被敬鸿如此不留情面地说了,元雪的脸连忙变得通红,绞紧手绢道:“对不起...”
敬鸿不再剖析,直接转身去找林知墨。
元雪抬起头,眼神里充满了屈辱和憎恨,敬鸿不外是皇甫初身边的一个仆从,竟然还这么说她。
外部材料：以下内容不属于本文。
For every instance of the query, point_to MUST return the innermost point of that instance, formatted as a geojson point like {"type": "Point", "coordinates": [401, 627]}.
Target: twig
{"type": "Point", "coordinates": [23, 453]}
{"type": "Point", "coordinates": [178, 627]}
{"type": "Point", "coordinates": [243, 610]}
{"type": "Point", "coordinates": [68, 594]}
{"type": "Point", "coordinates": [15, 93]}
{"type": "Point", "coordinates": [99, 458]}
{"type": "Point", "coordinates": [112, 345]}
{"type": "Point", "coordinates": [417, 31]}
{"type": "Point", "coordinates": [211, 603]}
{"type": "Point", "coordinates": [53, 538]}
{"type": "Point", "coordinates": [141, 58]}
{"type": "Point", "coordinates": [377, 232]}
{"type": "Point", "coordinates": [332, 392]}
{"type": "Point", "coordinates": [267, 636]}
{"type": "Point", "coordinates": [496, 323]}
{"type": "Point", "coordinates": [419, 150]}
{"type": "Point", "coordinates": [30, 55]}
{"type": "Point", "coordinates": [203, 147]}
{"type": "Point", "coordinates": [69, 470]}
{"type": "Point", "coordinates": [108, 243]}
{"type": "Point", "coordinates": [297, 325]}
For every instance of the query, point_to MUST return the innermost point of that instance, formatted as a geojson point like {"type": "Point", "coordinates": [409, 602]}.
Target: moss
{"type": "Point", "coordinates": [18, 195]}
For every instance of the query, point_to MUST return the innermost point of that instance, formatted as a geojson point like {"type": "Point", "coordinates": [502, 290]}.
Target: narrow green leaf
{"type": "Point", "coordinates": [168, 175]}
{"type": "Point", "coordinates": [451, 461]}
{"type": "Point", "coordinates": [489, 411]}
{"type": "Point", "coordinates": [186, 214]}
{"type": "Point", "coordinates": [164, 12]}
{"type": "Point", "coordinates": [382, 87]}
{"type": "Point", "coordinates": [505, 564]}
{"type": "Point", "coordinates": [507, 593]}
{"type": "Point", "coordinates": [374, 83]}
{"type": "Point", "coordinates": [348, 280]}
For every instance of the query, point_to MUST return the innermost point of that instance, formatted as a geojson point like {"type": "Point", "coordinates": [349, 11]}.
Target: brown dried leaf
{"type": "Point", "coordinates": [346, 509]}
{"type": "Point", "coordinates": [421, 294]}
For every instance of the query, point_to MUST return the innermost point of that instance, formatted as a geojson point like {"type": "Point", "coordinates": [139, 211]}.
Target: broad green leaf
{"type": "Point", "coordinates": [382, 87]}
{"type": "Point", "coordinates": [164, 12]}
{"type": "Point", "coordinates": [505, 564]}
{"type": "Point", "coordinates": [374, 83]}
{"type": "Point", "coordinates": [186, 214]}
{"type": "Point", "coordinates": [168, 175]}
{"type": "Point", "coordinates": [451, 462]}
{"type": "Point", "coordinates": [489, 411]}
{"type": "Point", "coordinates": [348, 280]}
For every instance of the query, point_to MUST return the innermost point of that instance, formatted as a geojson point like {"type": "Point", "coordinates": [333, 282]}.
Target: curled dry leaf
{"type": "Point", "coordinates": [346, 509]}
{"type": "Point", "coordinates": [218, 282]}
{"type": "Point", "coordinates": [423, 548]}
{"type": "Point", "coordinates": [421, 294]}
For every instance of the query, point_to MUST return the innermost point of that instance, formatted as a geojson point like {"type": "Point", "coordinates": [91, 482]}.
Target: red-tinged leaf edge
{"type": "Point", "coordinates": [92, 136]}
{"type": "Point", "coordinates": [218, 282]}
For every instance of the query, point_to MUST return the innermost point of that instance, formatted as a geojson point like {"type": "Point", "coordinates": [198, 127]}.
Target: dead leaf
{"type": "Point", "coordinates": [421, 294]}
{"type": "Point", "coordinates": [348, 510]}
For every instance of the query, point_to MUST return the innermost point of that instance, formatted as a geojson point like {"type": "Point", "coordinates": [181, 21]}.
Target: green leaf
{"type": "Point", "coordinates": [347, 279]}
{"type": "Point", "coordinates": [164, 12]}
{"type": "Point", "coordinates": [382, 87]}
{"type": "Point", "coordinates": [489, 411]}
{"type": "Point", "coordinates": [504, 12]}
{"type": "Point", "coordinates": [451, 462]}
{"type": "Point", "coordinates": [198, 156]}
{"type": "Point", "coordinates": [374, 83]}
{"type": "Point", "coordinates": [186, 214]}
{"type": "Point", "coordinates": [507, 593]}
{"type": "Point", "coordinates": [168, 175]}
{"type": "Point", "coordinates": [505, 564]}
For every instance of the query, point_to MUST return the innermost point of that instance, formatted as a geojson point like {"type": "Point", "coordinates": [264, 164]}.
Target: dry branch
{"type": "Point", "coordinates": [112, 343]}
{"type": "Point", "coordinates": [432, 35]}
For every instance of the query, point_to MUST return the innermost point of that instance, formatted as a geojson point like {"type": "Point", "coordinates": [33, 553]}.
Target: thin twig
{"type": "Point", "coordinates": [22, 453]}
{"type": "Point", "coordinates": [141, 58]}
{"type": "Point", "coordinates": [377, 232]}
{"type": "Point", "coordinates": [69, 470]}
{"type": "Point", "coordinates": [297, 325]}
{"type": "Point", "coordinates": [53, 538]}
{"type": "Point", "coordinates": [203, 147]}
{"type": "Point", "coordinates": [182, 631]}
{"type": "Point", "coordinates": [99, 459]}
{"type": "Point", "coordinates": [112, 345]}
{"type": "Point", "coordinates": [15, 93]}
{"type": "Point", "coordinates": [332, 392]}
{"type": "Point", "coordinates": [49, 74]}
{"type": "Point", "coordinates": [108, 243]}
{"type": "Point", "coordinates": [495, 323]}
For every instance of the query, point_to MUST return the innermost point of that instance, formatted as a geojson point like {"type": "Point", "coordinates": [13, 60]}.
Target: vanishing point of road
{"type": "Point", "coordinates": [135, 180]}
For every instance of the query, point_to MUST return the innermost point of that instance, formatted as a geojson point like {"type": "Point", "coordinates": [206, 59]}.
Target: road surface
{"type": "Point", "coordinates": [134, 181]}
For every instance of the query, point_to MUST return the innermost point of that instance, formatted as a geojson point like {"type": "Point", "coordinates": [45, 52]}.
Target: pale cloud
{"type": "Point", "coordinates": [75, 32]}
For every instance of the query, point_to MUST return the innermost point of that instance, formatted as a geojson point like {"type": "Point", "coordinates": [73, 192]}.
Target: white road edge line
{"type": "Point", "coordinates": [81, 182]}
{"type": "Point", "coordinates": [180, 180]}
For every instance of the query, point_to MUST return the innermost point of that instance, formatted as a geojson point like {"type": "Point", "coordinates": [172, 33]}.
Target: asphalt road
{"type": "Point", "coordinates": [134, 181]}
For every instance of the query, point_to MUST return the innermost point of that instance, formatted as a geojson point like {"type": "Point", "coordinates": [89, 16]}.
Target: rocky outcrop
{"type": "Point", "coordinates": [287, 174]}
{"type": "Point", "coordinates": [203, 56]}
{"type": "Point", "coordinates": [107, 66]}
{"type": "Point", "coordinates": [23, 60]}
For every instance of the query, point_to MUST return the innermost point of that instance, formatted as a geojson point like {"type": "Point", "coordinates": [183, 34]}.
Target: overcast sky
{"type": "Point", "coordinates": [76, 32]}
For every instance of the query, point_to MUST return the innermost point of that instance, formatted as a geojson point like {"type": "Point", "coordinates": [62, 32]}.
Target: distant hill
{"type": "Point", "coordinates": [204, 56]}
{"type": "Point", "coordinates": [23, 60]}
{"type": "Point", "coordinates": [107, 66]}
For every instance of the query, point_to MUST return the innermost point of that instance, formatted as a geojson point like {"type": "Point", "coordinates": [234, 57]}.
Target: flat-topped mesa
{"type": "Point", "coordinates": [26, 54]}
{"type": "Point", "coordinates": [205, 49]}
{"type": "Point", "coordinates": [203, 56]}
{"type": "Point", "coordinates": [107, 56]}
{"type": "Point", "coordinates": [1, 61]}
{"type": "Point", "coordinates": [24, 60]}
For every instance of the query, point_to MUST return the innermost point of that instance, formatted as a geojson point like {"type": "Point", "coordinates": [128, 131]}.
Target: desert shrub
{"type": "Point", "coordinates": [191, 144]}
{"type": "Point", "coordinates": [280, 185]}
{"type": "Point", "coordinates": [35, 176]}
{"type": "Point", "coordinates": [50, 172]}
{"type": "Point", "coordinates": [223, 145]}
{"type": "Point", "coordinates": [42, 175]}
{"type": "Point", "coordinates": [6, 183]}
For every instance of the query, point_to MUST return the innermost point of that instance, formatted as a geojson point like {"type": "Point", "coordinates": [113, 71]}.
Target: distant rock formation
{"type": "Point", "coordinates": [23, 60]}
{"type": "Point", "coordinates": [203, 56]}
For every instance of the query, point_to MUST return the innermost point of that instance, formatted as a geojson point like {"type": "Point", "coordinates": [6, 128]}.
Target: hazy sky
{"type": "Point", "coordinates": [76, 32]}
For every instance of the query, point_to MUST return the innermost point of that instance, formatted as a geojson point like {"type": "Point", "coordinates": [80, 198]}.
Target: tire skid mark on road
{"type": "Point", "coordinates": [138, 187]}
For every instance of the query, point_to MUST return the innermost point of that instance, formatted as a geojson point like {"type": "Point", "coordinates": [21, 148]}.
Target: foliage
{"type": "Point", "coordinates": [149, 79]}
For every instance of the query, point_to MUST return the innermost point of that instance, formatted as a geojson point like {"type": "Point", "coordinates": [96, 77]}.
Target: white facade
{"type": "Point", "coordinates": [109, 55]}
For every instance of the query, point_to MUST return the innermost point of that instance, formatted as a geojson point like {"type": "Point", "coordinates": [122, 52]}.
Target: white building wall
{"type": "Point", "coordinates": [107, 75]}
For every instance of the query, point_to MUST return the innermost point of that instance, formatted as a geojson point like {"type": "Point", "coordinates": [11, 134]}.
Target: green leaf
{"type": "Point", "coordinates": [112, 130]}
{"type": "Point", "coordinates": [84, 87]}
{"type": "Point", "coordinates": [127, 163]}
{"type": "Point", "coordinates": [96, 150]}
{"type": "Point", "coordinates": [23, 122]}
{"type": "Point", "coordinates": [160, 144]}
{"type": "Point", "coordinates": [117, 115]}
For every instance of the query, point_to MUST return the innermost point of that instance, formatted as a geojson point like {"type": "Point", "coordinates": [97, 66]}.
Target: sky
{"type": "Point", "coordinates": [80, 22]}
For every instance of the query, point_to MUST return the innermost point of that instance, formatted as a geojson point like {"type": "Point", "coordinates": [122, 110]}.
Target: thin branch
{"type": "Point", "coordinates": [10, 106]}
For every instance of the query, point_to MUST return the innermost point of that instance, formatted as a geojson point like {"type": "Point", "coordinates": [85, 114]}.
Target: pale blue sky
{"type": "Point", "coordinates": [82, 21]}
元雪在心里恨恨地想,等她以后嫁给皇甫初,绝对不会饶了他。
“小姐,我们走吧。”听荷看元雪的脸色欠好,小心翼翼地说道。
“听荷,你适才望见了从这个铺子里出来的女子了吗?”元雪问道。
“望见了。”听荷好奇道:“小姐,您认识她?”
“不认识。”元雪摇摇头,然后又愣住,“可是我总以为以前见过她,可就是想不起来。”
“可能是认错了吧。”听荷适才只是看了一眼,并没有瞧得很仔细。
“小姐,我们出来挺久了,再不回去夫人肯定会担忧。”听荷提议道:“等过两天我们再来取衣服,现在该回去了。”
“走吧。”适才遇到敬鸿那一出,让元雪马上没了继续逛街的兴趣,便和听荷一起脱离。
只是她脑海里还在不时地想适才遇到的女子,她保证自己以前一定见过她。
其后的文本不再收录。